Rationale Emphysema is characterized by destruction of alveoli with ensuing airspace enlargement and loss of alveoli. Induction of alveolar regeneration is still a major challenge in emphysema therapy. Objectives: To investigate whether therapeutic application of palifermin (Delta N23-KGF) is able to induce a regenerative response in distal lung parenchyma after induction of pulmonary emphysema. Methods: Mice were therapeutically treated at three occasions by oropharyngeal aspiration of 10 mg Delta N23-KGF per kg body weight after induction of emphysema by porcine pancreatic elastase. Measurements and Main Results: Airflow limitation associated with emphysema was largely reversed as assessed by noninvasive head-out body plethysmography. Porcine pancreatic elastase induced airspace enlargement and loss of alveoli were partially reversed as assessed by design-based stereology. AI Delta N23-KGF induced proliferation of epithelium, endothelium, and fibroblasts being associated with enhanced differentiation as well as increased expression of vascular endothelial growth factor, vascular endothelial growth factor receptors, transforming growth factor (TGF)-beta 1, TGF-beta 2, (phospho-) Smad2, plasminogen activator inhibitor-1, and elastin as assessed by quantitative reverse transcriptase polymerase chain reaction, Western blotting, and immunohistochemistry.

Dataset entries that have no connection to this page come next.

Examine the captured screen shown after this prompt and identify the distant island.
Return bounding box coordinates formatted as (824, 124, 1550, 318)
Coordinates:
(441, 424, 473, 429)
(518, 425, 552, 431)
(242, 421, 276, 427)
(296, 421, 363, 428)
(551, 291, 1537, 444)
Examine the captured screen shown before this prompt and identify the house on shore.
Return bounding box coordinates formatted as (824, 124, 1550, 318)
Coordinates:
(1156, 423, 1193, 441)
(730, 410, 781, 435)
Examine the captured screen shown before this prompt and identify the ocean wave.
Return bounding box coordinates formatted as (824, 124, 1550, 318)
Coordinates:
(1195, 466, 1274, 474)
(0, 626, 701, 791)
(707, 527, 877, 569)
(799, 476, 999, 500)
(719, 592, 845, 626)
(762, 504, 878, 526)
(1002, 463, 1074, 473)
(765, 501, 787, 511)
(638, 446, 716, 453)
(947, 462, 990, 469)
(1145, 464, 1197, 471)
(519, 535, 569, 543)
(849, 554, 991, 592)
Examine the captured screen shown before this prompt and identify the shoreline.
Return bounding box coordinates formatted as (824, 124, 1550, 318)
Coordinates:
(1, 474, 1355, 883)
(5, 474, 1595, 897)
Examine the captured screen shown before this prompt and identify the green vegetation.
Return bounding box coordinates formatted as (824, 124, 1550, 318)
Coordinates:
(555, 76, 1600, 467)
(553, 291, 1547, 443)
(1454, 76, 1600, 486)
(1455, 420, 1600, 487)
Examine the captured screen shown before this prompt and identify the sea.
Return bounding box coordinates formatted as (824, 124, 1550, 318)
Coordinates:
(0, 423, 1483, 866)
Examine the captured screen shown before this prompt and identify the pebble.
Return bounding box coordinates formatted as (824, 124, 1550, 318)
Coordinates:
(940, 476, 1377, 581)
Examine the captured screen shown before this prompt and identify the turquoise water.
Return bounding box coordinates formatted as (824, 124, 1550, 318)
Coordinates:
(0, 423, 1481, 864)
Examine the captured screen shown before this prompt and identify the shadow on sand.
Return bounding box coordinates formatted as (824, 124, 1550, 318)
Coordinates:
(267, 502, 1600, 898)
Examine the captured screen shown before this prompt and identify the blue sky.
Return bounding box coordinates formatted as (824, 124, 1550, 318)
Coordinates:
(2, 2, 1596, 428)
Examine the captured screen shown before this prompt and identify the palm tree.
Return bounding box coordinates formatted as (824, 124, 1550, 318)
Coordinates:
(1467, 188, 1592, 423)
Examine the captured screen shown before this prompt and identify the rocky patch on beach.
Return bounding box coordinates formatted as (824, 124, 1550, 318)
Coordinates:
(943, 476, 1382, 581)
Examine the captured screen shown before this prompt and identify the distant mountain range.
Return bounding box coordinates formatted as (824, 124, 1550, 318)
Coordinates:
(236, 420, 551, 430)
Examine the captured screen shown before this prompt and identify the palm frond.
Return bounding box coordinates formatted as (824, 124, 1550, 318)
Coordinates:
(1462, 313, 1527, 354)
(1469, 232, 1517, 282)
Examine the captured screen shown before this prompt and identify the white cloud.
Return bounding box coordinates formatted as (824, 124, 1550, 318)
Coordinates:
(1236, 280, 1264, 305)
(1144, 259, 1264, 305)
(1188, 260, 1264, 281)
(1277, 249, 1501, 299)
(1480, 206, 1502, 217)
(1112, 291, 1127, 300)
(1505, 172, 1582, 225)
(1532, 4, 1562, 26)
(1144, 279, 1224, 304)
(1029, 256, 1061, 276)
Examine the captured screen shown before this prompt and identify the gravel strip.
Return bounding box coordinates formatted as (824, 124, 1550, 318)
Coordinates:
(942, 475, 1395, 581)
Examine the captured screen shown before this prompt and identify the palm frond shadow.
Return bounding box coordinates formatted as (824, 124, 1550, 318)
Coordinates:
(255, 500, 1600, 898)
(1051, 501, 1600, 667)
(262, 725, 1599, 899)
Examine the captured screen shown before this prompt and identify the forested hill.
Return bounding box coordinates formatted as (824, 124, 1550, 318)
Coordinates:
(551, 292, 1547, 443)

Delta N23-KGF induced the expression of TGF-beta 1 in and release of active TGF-beta 1 from primary mouse alveolar epithelial type 2 (AE2) cells, murine AE2-like cells LA-4, and cocultures of LA-4 and murine lung fibroblasts (MLF), but not in MLF cultured alone. Recombinant TGF-beta 1 but not Delta N23-KGF induced elastin gene expression in MLF. Blockade of TGF-signaling by neutralizing antibody abolished these effects of Delta N23-KGF in LA-4/MLF cocultures. Conclusions: Our data demonstrate that therapeutic application of Delta N23-KGF has the potential to induce alveolar maintenance programs in emphysematous lungs and suggest that the regenerative effect on interstitial tissue is linked to AE2 cell-derived TGF-beta 1.